Con la Repubblica arrivarono gli anni della ricostruzione, manna piovuta dal cielo per i palazzinari. La prima autostrada della storia, presso la quale Carlo Ponti abitava in una villa con la camera da pranzo scavata in un sepolcro, fu tagliata dal Gra nel 1951. Nel 1965, dopo fiumi di inchiostro di Cederna, il Piano Regolatore Generale destinò 2517 ettari dell’Appia a parco pubblico. «Ma il complesso di Capo di Bove è stato acquisito solo nel 2002», spiega Rita Paris. Costruito sopra una cisterna romana, nascondeva una piscina nel cortile interno, dove affacciano gli uffici della Soprintendenza e l’archivio di Antonio Cederna, reso pubblico dalla famiglia.
«Santa Maria Nova, infine, fu rilevata nel 2006», continua Paris. «All’area appartiene il casale che la leggenda vuole infestato dal fantasma di Tulliola, rievocato dalla voce di Christian Iansante, doppiatore di Johnny Depp e Bradley Cooper». La salma di Tulliola, presunta figlia di Cicerone, fu trovata intatta in un sarcofago nel 1485 e si dissolse pochi giorni dopo per il contatto con l’aria.
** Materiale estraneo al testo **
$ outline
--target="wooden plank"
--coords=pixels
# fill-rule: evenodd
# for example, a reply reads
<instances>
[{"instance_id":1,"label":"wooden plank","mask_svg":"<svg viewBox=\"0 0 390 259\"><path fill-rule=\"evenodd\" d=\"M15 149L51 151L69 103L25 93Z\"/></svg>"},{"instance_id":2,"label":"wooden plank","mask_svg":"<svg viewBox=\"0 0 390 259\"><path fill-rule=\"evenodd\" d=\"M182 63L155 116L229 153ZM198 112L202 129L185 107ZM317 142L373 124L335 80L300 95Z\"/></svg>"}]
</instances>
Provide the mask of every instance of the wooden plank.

Tornò fantasma nel 1968 e spaventò gli ospiti della villa, da Brigitte Bardot a Grace Kelly, fino a renderla indesiderabile.
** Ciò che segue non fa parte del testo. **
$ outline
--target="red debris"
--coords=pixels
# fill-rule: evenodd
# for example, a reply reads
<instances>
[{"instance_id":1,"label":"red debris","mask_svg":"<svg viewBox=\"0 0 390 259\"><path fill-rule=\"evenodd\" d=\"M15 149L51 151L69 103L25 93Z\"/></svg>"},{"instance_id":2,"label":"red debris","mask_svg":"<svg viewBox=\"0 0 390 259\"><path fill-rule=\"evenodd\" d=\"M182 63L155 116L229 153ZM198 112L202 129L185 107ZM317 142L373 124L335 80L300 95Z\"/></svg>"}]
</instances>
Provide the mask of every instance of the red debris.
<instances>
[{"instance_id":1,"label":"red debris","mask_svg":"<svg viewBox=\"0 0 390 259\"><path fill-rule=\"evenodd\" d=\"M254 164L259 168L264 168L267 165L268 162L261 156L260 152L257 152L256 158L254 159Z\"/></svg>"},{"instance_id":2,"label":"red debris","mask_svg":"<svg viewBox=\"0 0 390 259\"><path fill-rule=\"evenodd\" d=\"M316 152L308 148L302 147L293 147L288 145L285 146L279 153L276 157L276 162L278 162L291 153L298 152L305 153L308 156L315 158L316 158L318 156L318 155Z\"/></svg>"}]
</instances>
«Verba è una delle tante strategie pensate per estendere la fruibilità del nostro patrimonio», conclude Paris. «Non ha senso separare la tutela dalla valorizzazione, lasciando credere che un esperto di cultura non sia in grado di comunicare adeguatamente con l’esterno, come adombrato dalla riforma in corso».
Raccontare per riaffermare una cultura di cui se ne percepisce la vita solo nelle crisi più nere, quando verrebbe da pensare all’epitaffio de La Ricotta, girato sull’Appia da Pasolini. Il ladrone buono muore di indigestione sulla croce, durante la rappresentazione di una passione vivente. «Crepare: non aveva altro modo di ricordarci che anche lui era vivo», commenta Orson Welles, con la voce di Giorgio Bassani.
Raccontare. Perché mai più si ripeta la proskýnesis della cultura umanistica, messa in scena dallo Stato sul colle del senato e del popolo romano.